The beauty of quiet time

19 March 2020

It honestly never occurred to me to write this post until I was chatting with some of June’s friends’ parents at a birthday party a few months ago, and the conversation turned to the topic of naps. As in, did our children still take them, and how did we feel about it. At the time, June occasionally took an afternoon nap, but on the days she didn’t, she still had an afternoon quiet time. I said this casually, not thinking much of it, but the reactions were astonishing: none of the other kids there did this, and the parents seemed to have never heard of such a thing.

Having grown up with regular afternoon quiet time myself, I have to think that this is an aberration and that many more parents than John and I are enjoying daily quiet time at their homes, but in case they are not, let’s talk: about quiet time, why it’s so wonderful, and how it works in our family!

MagnaTiles are a downstairs activity, but this picture felt appropriate!

A little chronology: at around age 2 3/4, June moved to a big girl bed, and she would reliably nap for 2-3 hours like clockwork in it (her bed is pretty high off the ground, so she never attempted to get out of it solo).

Around 3 1/4, she started resisting going down for a nap, so we pivoted and did a quick rebrand: nap time was now “Big Girl Quiet Hour,” and she could have a book in bed with her. This satisfied her: about half the time she’d fall asleep, and the other half she’d flip through her book, sing and talk to herself, and play with her stuffed animals.

Originally, the three rules of Big Girl Quiet Hour were that she needed to 1) use a quiet voice, 2) stay in her bed, and 3) not touch the things on the walls. Around age 3 3/4, we relaxed the rule about staying in her bed, and she’s now allowed to move freely about her room and do whatever she’d like, as long as she’s quiet (the singing does sometimes get kind of loud toward the end!).

Though it’s called Big Girl Quiet Hour, it typically lasts 2ish hours, sometimes even more – and she’s happy as a clam the whole time. (In fact, she’ll sometimes ask if it’s time yet to go up for BGQH yet – possibly because it’s a stretch when she doesn’t have to worry about her brother messing with her stuff ;))

What does she do? She plays with her stuffed animals (they are often laid out in elaborate schemes on the floor when I come to get her, adorned with things like pipe cleaners and construction paper bracelets), draws/colors/cuts paper, plays with her doll house, looks through and organizes her treasure box, sings, dances, and flips through books. Occasionally (about 20% of the time) she’ll get in bed and actually sleep.

June is the first child we’ve transitioned to quiet hour, so I can’t say how well it works with any of my other children, but you can bet I’ll be transitioning Shep to a Big Boy Quiet Hour just as soon as he’s done with an afternoon nap :) In addition to encouraging her imagination and growing her ability to entertain herself, I think a mid-day reset is helpful for attitudes all around, and helps us to come back to each other refreshed and ready to re-engage. Particularly for two introvert parents, this is important!

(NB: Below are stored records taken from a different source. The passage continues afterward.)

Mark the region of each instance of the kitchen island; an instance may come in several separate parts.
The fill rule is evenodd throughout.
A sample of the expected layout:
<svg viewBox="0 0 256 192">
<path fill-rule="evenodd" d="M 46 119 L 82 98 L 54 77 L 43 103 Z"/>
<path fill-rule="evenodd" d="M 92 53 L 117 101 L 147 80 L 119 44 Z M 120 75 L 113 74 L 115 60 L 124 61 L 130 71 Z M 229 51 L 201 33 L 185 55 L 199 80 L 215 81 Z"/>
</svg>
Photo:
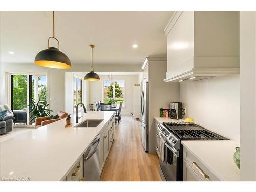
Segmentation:
<svg viewBox="0 0 256 192">
<path fill-rule="evenodd" d="M 113 112 L 88 112 L 73 126 L 66 118 L 0 142 L 0 180 L 62 181 L 96 136 L 113 119 Z M 103 119 L 94 128 L 73 127 L 87 119 Z"/>
</svg>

Note: my kids are generally at preschool during the day, but this is our pattern on weekends, vacations, and days off! And in the past few days of school closure, it’s worked beautifully, too. Actually, knowing I can lean on this well-oiled routine has been a lifesaver amidst the new work-from-home-with-kids normal, so if you find yourself in the same boat, I hope this might be a particularly helpful thing to try right now.

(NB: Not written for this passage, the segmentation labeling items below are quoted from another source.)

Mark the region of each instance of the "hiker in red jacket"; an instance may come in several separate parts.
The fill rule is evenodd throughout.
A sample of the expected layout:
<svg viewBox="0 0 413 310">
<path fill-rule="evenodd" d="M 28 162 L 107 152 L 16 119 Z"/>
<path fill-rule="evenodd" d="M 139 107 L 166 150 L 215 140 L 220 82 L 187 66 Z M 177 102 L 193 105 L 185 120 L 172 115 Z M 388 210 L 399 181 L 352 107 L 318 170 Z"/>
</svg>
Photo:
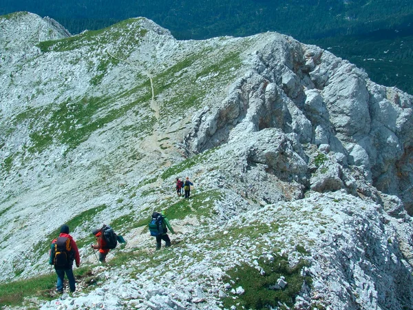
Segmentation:
<svg viewBox="0 0 413 310">
<path fill-rule="evenodd" d="M 59 293 L 63 293 L 63 281 L 65 273 L 69 280 L 70 291 L 76 291 L 76 280 L 73 274 L 73 261 L 76 267 L 81 265 L 81 256 L 77 245 L 72 236 L 69 234 L 69 226 L 63 225 L 61 227 L 59 237 L 52 241 L 49 253 L 49 264 L 54 265 L 57 274 L 56 290 Z"/>
<path fill-rule="evenodd" d="M 184 183 L 179 179 L 179 178 L 176 178 L 176 194 L 178 194 L 178 196 L 180 197 L 182 195 L 182 187 L 184 187 Z"/>
<path fill-rule="evenodd" d="M 91 245 L 91 246 L 92 249 L 99 250 L 99 262 L 106 262 L 106 256 L 110 250 L 106 248 L 106 241 L 102 238 L 102 229 L 95 229 L 92 234 L 96 237 L 97 245 Z"/>
</svg>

Janssen has some great tips here from her experience with four girls if you’re just starting out. My best tip is simple: start as soon as they begin giving up naps! (If that ship has sailed, she suggests starting small and working up from 30 minutes.) I know I have lots of younger readers, so be sure to tuck this nugget away in your proverbial pocket for when the time comes!!

I’d love to hear: does quiet hour happen at your house? What are the parameters? If you still have all nappers, have I convinced you to try it in the future — or were you already like, duh, of course I’m going to have quiet hour? :)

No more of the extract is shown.